Example: Use a CQL composite partition key (deprecated)

Example steps to create a CQL table, and then create an external table in Hive that maps to the CQL table.

Hadoop is deprecated for use with DataStax Enterprise. DSE Hadoop and BYOH (Bring Your Own Hadoop) are deprecated. Hive is also deprecated and will be removed when Hadoop is removed.

This example first creates a CQL table, and then creates an external table in Hive that maps to the CQL table. You cannot use the auto-created external table because Hive does not support the timeuuid or varint types used in the CQL table. You need to declare these types binary in the external table definition. The Hive table uses a SERDE property and declares a single key followed by the column declarations that correspond to columns in the CQL table. Finally, the example queries the CQL table from Hive.

Procedure

In cqlsh, add a table to the cql3ks keyspace created earlier. Create a table that uses a composite partition key.

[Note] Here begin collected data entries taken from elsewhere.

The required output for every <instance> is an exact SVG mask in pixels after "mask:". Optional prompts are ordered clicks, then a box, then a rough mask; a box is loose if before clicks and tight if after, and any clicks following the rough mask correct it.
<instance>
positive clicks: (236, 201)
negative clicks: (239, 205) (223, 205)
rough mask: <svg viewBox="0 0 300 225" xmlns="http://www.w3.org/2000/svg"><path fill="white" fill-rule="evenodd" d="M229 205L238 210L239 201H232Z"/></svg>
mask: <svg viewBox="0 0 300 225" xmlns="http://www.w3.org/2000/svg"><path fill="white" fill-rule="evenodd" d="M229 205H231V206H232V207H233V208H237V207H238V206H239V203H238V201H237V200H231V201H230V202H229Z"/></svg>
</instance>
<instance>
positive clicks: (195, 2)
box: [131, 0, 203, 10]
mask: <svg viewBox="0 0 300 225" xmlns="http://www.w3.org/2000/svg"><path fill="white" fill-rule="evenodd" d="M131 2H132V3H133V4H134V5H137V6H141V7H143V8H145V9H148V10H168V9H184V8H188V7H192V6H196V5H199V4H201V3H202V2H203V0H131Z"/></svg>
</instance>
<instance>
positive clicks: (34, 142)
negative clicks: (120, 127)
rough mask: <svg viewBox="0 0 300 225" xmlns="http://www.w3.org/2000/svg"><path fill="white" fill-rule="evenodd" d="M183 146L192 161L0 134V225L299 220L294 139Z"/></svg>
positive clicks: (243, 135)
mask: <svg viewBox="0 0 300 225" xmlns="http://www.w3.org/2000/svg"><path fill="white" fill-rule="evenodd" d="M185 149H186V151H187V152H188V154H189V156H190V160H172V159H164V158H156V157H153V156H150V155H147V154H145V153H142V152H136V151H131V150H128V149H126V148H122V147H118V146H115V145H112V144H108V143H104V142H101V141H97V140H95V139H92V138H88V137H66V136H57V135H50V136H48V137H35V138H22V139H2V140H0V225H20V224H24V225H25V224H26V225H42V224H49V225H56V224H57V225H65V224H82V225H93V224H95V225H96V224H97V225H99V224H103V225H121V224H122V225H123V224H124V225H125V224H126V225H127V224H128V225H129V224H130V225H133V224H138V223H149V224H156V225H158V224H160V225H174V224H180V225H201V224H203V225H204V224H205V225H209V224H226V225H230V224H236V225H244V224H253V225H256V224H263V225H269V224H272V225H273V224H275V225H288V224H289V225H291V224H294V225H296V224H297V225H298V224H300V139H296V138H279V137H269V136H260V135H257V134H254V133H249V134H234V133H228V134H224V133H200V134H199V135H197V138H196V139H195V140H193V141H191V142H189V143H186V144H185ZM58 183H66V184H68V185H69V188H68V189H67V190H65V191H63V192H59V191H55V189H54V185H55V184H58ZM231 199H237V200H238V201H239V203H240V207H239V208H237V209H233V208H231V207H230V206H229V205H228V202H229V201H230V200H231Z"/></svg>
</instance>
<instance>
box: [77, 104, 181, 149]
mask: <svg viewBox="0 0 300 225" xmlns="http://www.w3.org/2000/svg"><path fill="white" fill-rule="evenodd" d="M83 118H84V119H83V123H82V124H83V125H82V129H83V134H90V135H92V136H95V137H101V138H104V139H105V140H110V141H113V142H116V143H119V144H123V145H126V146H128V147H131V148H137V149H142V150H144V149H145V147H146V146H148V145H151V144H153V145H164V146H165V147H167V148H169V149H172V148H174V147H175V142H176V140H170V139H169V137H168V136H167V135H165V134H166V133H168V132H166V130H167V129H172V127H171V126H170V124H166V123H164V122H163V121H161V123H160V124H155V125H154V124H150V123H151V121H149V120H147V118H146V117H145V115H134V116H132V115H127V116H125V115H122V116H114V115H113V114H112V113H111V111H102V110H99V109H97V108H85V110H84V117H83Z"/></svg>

cql3ks> CREATE TABLE event_table (
          key ascii, factor float, event_type text, event_date timestamp,
          event_id timeuuid, num_responses varint,
          PRIMARY KEY ((key, event_id), num_responses)
        );

Insert data into the table.

cql3ks> INSERT INTO event_table (
          key, factor, event_type, event_date, event_id, num_responses)
          VALUES ('KeyOne', 3.14, 'Q3-launch', '2014-09-03',
          f078d660-1961-11e3-8ffd-0800200c9a66, 1000000
        );

Create a custom external table in Hive named mapped_table that maps to the CQL event_table.

hive> CREATE EXTERNAL TABLE mapped_table(
        key string, factor float, event_type string,
        event_date timestamp, event_id binary, num_responses binary)
        STORED BY 'org.apache.hadoop.hive.cassandra.cql3.CqlStorageHandler'
        WITH SERDEPROPERTIES( "cassandra.ks.name" = "cql3ks",
        "cassandra.cf.name" = "event_table", 'cql3.partition.key'='key,event_id',
        "cassandra.cql3.type" = "ascii, float, text, timestamp, timeuuid, varint"
      );

Trigger a MapReduce job to query the table in Hive.

hive> SELECT COUNT(*) FROM mapped_table;

The output is:

Total MapReduce jobs = 1
Launching Job 1 out of 1
. . .
MapReduce Jobs Launched:
Job 0: Map: 2  Reduce: 1   HDFS Read: 0 HDFS Write: 0 SUCCESS
Total MapReduce CPU Time Spent: 0 msec
OK
1
Time taken: 39.929 seconds